Carajás: Da Floresta ao Aço ( I )

Carajás: Da Floresta ao Aço ( I )

Por mais que alguns saudosistas queiram enaltecer os tempos em que as famílias sentavam nas calçadas “livremente” para conversar, confraternizar e meditar, não podemos esquecer que mesmo assim a sociedade local vivia em conflitos, na cidade e nas matas.
Marabá sempre foi palco de disputas por espaços, políticos e econômicos, principalmente em torno das terras, no tempo da floresta para exploração do caucho e posteriormente da castanha, que até o final da década de 60 teve sua importância como possibilidades de acumulação de riqueza e poder.
Na época dos “castanhais do povo” ou da exploração “livre” feita com a organização do trabalho de base familiar, os conflitos se davam entre as frentes de apropriação ou exploração e os povos indígenas, habitantes das margens dos igarapés por onde chegavam os estranhos.

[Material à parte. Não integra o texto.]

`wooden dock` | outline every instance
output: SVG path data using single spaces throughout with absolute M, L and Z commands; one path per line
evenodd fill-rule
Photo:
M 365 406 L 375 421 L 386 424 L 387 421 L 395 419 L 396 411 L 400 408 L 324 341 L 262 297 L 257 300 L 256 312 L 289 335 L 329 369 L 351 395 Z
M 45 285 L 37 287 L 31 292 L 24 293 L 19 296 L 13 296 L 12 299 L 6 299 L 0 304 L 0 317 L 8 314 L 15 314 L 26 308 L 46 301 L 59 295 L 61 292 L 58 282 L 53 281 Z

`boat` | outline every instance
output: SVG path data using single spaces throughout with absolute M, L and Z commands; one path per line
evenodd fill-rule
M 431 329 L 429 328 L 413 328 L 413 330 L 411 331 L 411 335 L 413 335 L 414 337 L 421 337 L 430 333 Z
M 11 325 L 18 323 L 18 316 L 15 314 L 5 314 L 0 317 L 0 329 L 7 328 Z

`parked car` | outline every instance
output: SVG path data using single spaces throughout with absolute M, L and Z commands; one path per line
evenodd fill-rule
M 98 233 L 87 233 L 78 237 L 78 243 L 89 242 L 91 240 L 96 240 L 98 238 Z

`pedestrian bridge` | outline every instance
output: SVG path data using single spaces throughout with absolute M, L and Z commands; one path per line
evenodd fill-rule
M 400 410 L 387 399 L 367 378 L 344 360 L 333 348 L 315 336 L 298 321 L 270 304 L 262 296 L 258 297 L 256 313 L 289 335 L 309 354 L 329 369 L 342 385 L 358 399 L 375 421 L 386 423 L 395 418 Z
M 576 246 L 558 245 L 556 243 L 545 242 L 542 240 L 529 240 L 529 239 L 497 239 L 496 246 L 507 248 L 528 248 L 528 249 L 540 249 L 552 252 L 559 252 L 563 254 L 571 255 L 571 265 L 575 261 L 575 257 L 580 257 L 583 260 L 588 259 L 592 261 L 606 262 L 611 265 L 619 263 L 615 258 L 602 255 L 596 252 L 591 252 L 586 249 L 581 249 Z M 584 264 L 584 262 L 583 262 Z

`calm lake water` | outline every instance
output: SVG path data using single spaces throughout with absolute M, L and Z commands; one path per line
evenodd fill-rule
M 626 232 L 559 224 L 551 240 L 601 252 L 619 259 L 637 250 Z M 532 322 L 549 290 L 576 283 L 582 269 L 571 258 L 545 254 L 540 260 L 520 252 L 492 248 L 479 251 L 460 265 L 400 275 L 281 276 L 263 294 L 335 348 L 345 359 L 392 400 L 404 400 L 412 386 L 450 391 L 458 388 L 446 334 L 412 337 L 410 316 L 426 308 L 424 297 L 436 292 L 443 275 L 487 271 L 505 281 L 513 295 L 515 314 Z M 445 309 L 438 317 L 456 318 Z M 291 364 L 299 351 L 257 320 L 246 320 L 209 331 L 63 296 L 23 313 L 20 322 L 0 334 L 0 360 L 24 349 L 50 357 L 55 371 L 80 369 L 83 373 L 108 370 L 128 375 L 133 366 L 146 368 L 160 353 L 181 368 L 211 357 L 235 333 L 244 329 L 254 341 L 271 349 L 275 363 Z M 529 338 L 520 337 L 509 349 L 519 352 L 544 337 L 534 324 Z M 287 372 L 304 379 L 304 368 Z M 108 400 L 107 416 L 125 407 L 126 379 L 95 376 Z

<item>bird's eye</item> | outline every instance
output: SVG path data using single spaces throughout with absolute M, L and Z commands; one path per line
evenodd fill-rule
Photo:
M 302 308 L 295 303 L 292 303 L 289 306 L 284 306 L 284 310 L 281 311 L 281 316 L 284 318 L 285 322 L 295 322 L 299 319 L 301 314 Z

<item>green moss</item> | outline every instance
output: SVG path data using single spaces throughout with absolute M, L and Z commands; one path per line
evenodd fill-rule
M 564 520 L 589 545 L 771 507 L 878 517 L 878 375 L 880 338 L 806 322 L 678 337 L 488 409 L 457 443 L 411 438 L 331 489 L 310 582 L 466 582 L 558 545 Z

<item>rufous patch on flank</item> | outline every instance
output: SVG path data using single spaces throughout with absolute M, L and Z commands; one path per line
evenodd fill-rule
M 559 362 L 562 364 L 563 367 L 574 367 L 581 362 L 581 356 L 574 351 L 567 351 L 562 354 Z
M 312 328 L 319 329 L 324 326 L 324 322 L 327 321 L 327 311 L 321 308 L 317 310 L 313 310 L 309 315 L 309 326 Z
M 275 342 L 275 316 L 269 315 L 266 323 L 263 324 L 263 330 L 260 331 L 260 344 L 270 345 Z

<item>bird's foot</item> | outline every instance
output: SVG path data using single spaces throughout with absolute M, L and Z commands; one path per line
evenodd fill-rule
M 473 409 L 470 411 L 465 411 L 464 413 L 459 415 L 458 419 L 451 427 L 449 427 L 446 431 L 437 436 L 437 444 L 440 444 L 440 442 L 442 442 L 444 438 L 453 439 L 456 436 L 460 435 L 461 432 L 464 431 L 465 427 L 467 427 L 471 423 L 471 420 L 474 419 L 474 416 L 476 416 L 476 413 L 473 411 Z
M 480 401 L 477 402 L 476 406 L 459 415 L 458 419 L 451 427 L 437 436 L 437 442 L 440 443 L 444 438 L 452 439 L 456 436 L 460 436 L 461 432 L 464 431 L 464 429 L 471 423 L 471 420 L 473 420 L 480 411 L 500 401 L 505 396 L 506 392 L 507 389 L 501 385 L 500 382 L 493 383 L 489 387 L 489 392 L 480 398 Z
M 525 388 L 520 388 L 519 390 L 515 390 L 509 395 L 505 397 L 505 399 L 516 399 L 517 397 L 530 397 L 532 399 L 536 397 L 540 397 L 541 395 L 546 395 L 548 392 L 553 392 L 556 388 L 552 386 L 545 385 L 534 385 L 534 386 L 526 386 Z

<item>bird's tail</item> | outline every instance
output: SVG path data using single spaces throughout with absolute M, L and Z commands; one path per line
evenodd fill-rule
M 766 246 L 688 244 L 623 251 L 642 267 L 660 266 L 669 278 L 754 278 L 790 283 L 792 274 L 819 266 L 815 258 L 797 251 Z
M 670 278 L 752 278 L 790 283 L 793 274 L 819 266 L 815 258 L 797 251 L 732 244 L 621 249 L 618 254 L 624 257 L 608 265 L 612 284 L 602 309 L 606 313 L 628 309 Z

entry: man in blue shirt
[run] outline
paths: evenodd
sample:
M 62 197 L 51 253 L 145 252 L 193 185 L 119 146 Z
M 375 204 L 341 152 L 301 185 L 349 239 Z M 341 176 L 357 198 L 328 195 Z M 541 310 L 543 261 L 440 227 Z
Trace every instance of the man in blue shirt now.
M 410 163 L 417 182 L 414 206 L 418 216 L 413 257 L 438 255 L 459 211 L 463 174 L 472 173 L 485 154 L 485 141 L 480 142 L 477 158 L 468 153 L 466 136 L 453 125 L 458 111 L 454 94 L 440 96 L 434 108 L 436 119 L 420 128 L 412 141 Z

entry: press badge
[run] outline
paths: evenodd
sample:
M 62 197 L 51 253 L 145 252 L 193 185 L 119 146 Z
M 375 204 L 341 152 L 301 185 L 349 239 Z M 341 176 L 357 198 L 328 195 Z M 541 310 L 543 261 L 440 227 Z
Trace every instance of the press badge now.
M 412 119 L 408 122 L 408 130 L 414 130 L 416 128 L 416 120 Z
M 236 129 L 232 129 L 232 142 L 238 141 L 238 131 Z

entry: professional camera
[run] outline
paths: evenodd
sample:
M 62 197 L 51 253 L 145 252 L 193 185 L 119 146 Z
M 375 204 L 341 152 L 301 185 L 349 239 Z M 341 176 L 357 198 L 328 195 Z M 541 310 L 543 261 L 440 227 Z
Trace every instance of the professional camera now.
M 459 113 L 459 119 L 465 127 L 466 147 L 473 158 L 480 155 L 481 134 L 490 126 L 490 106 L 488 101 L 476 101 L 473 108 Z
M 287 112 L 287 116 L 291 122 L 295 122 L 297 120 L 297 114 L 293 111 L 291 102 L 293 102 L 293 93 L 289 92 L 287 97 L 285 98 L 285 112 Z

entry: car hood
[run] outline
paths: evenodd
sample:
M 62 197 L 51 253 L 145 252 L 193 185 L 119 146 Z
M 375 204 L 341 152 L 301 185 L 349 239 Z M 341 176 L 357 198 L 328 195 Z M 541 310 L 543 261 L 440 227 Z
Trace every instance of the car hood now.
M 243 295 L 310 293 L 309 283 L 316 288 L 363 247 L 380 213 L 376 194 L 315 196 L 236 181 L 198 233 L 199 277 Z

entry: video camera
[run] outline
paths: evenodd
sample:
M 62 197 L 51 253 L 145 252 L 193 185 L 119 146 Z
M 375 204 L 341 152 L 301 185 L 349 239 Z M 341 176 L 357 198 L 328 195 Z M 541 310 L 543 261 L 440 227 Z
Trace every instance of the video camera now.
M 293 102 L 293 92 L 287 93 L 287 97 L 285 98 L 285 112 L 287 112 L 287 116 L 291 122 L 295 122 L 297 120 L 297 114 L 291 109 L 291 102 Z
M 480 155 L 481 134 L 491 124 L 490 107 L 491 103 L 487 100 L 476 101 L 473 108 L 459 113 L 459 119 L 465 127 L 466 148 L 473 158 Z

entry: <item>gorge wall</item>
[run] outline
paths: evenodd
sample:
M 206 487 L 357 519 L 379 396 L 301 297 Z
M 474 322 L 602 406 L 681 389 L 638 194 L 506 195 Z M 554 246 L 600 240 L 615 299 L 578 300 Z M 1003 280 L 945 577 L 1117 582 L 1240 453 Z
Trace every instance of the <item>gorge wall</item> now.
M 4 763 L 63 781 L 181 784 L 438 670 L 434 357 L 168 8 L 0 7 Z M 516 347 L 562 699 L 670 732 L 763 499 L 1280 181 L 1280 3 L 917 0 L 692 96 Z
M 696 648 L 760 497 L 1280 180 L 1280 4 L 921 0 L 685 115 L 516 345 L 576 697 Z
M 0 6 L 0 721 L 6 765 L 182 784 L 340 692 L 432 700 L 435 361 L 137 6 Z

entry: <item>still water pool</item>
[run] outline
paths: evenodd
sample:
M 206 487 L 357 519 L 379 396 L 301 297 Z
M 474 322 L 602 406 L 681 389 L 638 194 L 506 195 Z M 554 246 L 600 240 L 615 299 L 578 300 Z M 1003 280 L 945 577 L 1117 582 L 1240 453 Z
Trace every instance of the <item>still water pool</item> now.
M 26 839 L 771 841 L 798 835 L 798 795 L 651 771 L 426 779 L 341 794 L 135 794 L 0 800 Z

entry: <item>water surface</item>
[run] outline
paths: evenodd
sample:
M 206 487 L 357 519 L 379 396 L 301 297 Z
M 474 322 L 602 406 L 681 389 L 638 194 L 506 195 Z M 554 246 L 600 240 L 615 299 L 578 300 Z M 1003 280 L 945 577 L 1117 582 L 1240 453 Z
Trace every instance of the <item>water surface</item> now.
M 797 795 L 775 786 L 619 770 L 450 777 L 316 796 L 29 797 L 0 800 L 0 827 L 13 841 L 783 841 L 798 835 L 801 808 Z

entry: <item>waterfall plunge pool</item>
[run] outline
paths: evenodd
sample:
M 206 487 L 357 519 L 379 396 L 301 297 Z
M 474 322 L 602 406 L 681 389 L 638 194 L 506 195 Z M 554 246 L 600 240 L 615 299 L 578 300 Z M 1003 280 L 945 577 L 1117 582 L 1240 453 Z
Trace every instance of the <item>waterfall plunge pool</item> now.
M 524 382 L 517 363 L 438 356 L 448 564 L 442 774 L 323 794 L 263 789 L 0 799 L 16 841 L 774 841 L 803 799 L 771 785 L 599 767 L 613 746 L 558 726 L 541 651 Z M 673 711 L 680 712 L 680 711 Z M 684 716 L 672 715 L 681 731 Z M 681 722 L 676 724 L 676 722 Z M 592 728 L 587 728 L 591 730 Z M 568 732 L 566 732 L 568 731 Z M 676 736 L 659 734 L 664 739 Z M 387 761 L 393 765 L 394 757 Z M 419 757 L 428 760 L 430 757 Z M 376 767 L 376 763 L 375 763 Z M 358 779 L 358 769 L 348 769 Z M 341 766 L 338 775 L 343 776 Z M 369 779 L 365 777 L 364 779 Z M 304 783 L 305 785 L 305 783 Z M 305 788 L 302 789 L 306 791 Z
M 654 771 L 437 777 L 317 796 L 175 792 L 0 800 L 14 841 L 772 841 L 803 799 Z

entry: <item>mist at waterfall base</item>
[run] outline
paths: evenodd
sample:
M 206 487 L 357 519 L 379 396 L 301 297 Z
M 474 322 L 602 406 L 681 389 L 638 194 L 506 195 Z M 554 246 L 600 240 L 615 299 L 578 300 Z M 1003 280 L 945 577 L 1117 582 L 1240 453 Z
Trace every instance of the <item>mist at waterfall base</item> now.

A partir de 1918, através da lei de arrendamento, e 1920 a Lei do aforamento, inicia-se o processo de apropriação dos castanhais por grupos politicos que se afinavam com o poder do Estado através dos chefes politicos locais, os “castanhais do povo” vão desaparecendo.
A forma predominante de apropriação dos castanhais, de 1930 a 1950 é a do arrendamento, a partir de 1955 impera os aforamentos. De 1955 a 1966 o Estado concedeu 252 títulos de aforamento, sendo 168 no município de Marabá, 66% dos títulos. O aforamento era uma espécie de concessão para exploração da castanha.
Outra forma de apropriação era por divida: assim como os grandes recebiam aviamento dos exportadores, muitos pequenos eram aviados pelos comerciantes locais. Quando a dívida acumulada crescia o pagamento se dava com a tomada do castanhal, feita pelo credor.
A partir de 1970, com a criação do INCRA e a edição de um decreto que passou a jurisdição das terras na faixa de 100 Km de cada lado da rodovia Transamazônica, para o INCRA, abre-se uma outra modalidade de apropriação. Lotes de até 100 ha eram repassados aos colonos, e de 3.600 ha eram repassados aos latifundiários do sudeste do país através de licitações feitas pelo INCRA.
Vários grupos são agraciados com áreas de até 400.000 ha, como a empresa Andrade Gutierrez, em São Félix do Xingu, o BRADESCO e a Wolkswagem, em Conceição do Araguaia, a Brasil Central e o BAMERINDUS, em São Geraldo do Araguaia, e a Companhia Vale do Rio Doce, em Marabá, hoje Parauapebas.
As terras até então acobertadas pelos aforamentos foram sendo negociadas, sem autorização do Estado, os castanhais foram sendo destruídos para dar lugar às pastagens, e às juquiras, as pequenas e médias propriedades foram se transformando em latifúndios.
A partir de meados da década de 70 os trabalhadores rurais que vieram para a região, tocados pelo discurso de que “a amazônia era terra sem homens para homens sem terra”, começam a apossar das terras devolutas e excedentes dos títulos de aforamentos, entendendo que na região todos eram posseiros.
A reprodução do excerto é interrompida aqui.